Brändli Christoffel · Ständerat · 2004-12-14
Brändli Christoffel · Ständerat · Graubünden · Fraktion der Schweizerischen Volkspartei · 2004-12-14
Wortprotokoll
Eine Vorbemerkung: Ich habe im Berggebiet gelernt, dass gesunde Tannen Stürmen widerstehen.
Was ist geschehen? Wir haben im Budget eine Kürzung von 1 Million Franken vorgenommen. Anlass zu dieser Kürzung hat die Hirschhorn-Ausstellung in Paris gegeben. Dem Antrag Bieri folgte unser Rat mit grosser Mehrheit. Was nachher geschah und in welcher Heftigkeit dies vor sich ging, war oder ist für mich unfassbar: Wir wurden mit Zeitungsartikeln und Mails bombardiert, als ob der Weltuntergang wegen dieses Beschlusses kurz bevorstünde, von Toleranz keine Spur. Wer nicht Ja sagt, versteht nichts von Kultur; wer nicht in Paris gewesen ist, darf sich kein Urteil anmassen, auch wenn die in den Printmedien und im Fernsehen gezeigten Bilder eindeutig sind. Das "Bepissen" eines Bundesratsbildes wird zur Kultur erhoben.
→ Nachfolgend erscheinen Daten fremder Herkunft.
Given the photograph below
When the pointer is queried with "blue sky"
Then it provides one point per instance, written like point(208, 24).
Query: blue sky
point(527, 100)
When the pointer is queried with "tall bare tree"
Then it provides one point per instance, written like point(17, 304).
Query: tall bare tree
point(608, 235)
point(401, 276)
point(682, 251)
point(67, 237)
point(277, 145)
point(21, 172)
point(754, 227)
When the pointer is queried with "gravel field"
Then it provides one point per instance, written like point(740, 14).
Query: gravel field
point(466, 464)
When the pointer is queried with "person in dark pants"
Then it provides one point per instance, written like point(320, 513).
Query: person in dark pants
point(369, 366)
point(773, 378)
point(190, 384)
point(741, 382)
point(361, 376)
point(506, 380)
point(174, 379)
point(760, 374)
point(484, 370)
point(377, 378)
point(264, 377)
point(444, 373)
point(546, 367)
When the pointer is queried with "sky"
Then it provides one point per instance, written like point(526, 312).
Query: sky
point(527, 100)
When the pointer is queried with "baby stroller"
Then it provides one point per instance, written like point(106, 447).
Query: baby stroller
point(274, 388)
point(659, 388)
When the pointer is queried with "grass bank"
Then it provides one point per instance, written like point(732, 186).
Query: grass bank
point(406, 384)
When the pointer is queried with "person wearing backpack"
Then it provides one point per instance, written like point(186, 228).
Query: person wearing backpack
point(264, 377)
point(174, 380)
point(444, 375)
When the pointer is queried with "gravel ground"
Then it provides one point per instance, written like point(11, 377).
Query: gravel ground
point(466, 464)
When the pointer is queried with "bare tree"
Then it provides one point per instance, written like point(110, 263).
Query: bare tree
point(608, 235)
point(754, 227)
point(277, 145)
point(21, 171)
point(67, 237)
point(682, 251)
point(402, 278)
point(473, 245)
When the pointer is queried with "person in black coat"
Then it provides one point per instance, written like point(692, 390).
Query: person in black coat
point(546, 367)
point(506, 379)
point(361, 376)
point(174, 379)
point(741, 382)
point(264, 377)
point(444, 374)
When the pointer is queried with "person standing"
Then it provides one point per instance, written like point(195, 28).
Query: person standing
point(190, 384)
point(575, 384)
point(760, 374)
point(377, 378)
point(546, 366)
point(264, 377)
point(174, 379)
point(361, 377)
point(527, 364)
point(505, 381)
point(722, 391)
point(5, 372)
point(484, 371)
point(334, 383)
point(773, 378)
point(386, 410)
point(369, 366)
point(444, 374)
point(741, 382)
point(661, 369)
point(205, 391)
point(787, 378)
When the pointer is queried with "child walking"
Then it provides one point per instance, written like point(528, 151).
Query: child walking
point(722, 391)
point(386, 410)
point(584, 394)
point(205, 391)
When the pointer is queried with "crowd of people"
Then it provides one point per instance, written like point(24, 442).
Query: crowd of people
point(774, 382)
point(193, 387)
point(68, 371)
Wer daran Zweifel äussert, wird in Bausch und Bogen ins Land kulturloser Urmenschen verdammt und - was schlimm ist - mit den Nationalsozialisten in Verbindung gebracht; oder, wie es die Präsidentin von Pro Helvetia gesagt hat: "une décision digne de la ex-DDR". Ich frage mich: Wo sind die Kulturschaffenden, die stets für sich in Anspruch nehmen, Verfechter von Toleranz und Menschenwürde zu sein? Gilt dies nur, wenn man ihre Meinung vertritt?
Nun geht es hier nicht um eine kulturelle Grundsatzdebatte. Wir werden diese sicher einmal führen. Es geht vor allem darum, ob wir den für vier Jahre genehmigten Rahmenkredit von Pro Helvetia von 137 Millionen Franken um 1 Million kürzen sollen oder nicht. Dabei müssen wir uns bewusst sein, dass wir den Rahmenkredit um 7 Millionen Franken erhöht haben. Demzufolge bekommt Pro Helvetia immer noch 6 Millionen Franken mehr als in der letzten Vierjahresperiode. Dürfen wir uns nicht fragen, ob die Prioritäten so richtig gesetzt sind? Dürfen wir uns nicht fragen, ob aufgrund des Einsatzes der Mittel von Pro Helvetia hier eine bescheidene Korrektur angebracht ist? Wie erklären Sie einem Bergbauern, dass er wegen der prekären Bundesfinanzen Kürzungen akzeptieren muss? Wie erklären Sie dies einem Arbeitslosen? Wie erklären Sie einem vom Leid geplagten, an der Autobahn lebenden Bürger, dass er noch einige Jahre auf Lärmschutzmassnahmen warten muss? Wie erklären Sie einem Bewohner eines Bergdorfes, dass für notwendige Lawinenschutzmassnahmen die Mittel vorläufig nicht gesprochen werden können? Wie erklären Sie einem Arbeitnehmer, dass er wegen der knappen Finanzen keinen Teuerungsausgleich bekommen kann? All diese Leute haben keine Freude an den Kürzungen; wir auch nicht. Aber diese Leute bringen das Verständnis dafür auf, dass alle einen Beitrag an die Sanierung des Bundeshaushaltes leisten müssen.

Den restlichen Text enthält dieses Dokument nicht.